Using a combination of multiple facets of Health, Engagement and Productivity to estimate occupational burnout

Other

1 stars 1 forks source link

Text Summarization Technique for the Employee Feddback Box #27

Closed AnizD closed 2 years ago

AnizD commented 2 years ago

Hi ! Want you all to have a look at the quality of the output 👇🏼. The data fed in: All Review Text for 1) Infosys, 2) Infosys Pune and 3) Infosys Pune Technology Analysts. For the Feedback box, Edmundson looks better than the others. Also, do look at the bonus words, stigma words Let me know your thoughts in terms of the chosen technique.
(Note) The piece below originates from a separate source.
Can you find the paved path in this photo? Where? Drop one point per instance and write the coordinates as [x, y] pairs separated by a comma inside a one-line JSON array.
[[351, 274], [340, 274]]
Please refer to the python code under Experiments: Text Summarization - Sumy Package - Infosys.ipynb

sayantikabanik commented 2 years ago

https://github.com/sayantikabanik/capstone_isb/blob/main/experiments/Text%20Summarization%20-%20Sumy%20Package%20-%20Infosys.ipynb

Link to file ☝🏽

sayantikabanik commented 2 years ago

Some points to note here:

- Bonus words
These are the words pointing towards the important sentences. These may include superlatives ,adverbs etc.
- Stigma words
These are the words that have negative addect on the sentence importance. It includes anaphoric expressions, belittling expressions, etc.(We may expect the machine to treat them important but they are not really.)
- Null words
These aare the neutral or irrelevant words to the importance of sentences. These words are much like stopwords.

From the code, I don't think was, this, etc contribute to Stigma words unless there is some evidence of negative weights.

sayantikabanik commented 2 years ago

Do check the default dictionary corpus for null and stigma words for Edmundson/sumy

AnizD commented 2 years ago

Have updated the Bonus and Stigma words. This is done based on the top words/bigrams/trigrams in the corpus (Review Text, Pros, Cons).

Link to the latest version of the code: https://github.com/sayantikabanik/capstone_isb/blob/main/experiments/Text%20Summarization%20-%20Sumy%20Package%20-%20Infosys_V2.ipynb

sayantikabanik commented 2 years ago

LGTM thanks @AnizD